The results of the FOMC meeting last night, as well as the subsequent press conference of the Fed Chairman J. Powell, were generally in line with market expectations and did not lead to radical changes in exchange rates. The monetary policy has been left unchanged, but at the same time, the intention to reduce incentives is already shown this year. This will most likely happen at the November meeting.
At the same time, it is necessary to note some changes in the Fed's position. As stated by J. Powell, the inflation threshold for the start of the reduction stage has already been reached. It is only a question of employment, according to which there is no unity within the Committee, and personally, it will be enough for him to see just a good report to consider the employment target achieved. Bloomberg and ING suggest that the reduction of QE may be announced in November and will actually begin in December, which will take 8 months (15 billion monthly cuts from the current 120 billion).
As for the updated forecasts, we should consider the Fed's readiness to raise rates in 2022 more aggressively than expected in June, and the decline in the forecast for GDP this year (apparently due to delta strain), followed by stronger growth in 2022/23. The forecasts generally explain well the Fed's position.
What do the Fed's results mean for the US dollar?
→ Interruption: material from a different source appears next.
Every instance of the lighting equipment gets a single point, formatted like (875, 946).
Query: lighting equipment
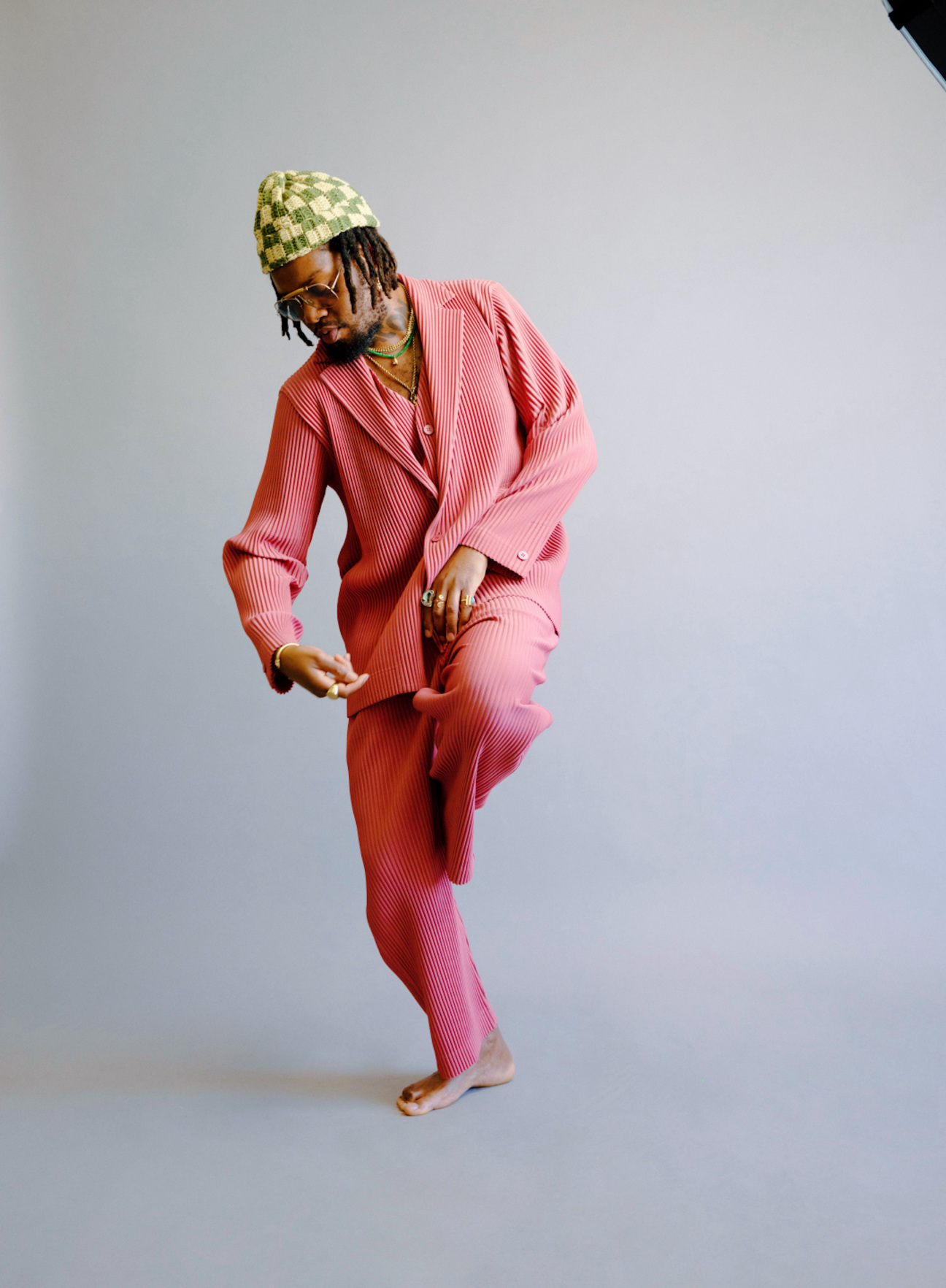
(923, 22)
There is no reason to strengthen it in the short term, while in the long term, the Fed seems to see it stronger than at the moment. Most likely, we will see a more aggressive build-up of a long position in the dollar in the futures market in the next 2-3 weeks, which will mean preparation for a trend towards its long-term strengthening.
The Canadian dollar looks quite confident, which is supported by rising oil and metal prices, as well as a fairly stable demand for risk in general. The results of the FOMC meeting did not have a noticeable impact on the quotes, since there were no grounds for strengthening the dollar in the short term, and long-term forecasts were already viewed quite well even before the meeting.
The estimated price is higher than the long-term average, so the trend as a whole indicates the preferred chances for USD/CAD growth. As reported by the CFTC, the CAD's net short position for the reporting week increased by 256 million and reached -731 million. The advantage can not be called significant, but the trend is quite clearly visible.
It can be assumed that the growth of USD/CAD will continue. The resistance 1.2710/20 has been broken. The test of 1.2760/60 led to a downward pullback, which can be used to look for an opportunity to buy. We assume that any attempt to go above the high (1.2894) of September 20 will be made in the coming days, after which the target will move to the wide zone of 1.2950/3030.
The Bank of Japan left all parameters of the monetary policy unchanged at the meeting that ended on Wednesday morning. As expected, BoJ's head Kuroda confirmed its readiness to continue easing if circumstances require it.
Japan is now in a "positive growth cycle" (quote from Kuroda). The Bank of Japan is to publish its Tankan consolidated forecast for September on October 1, with preliminary data indicating a growing likelihood of a worsening business environment due to delta and severe chip shortages.
The Bank of Japan is interested in stopping the slow strengthening of the Japanese yen, since there is a tendency to reduce the short position on the yen on futures. As follows from the latest CFTC report, the net short position decreased to -6.871 billion against 7.064 billion a week earlier. The settlement price is slowly going down, which means that the USD/JPY pair may most likely decline.
The support zone of 109.00/10 has resisted, but let's assume that we are waiting for another attempt to go below this level further to 108.74. At the moment, a downward exit from the range is more likely than moving upward.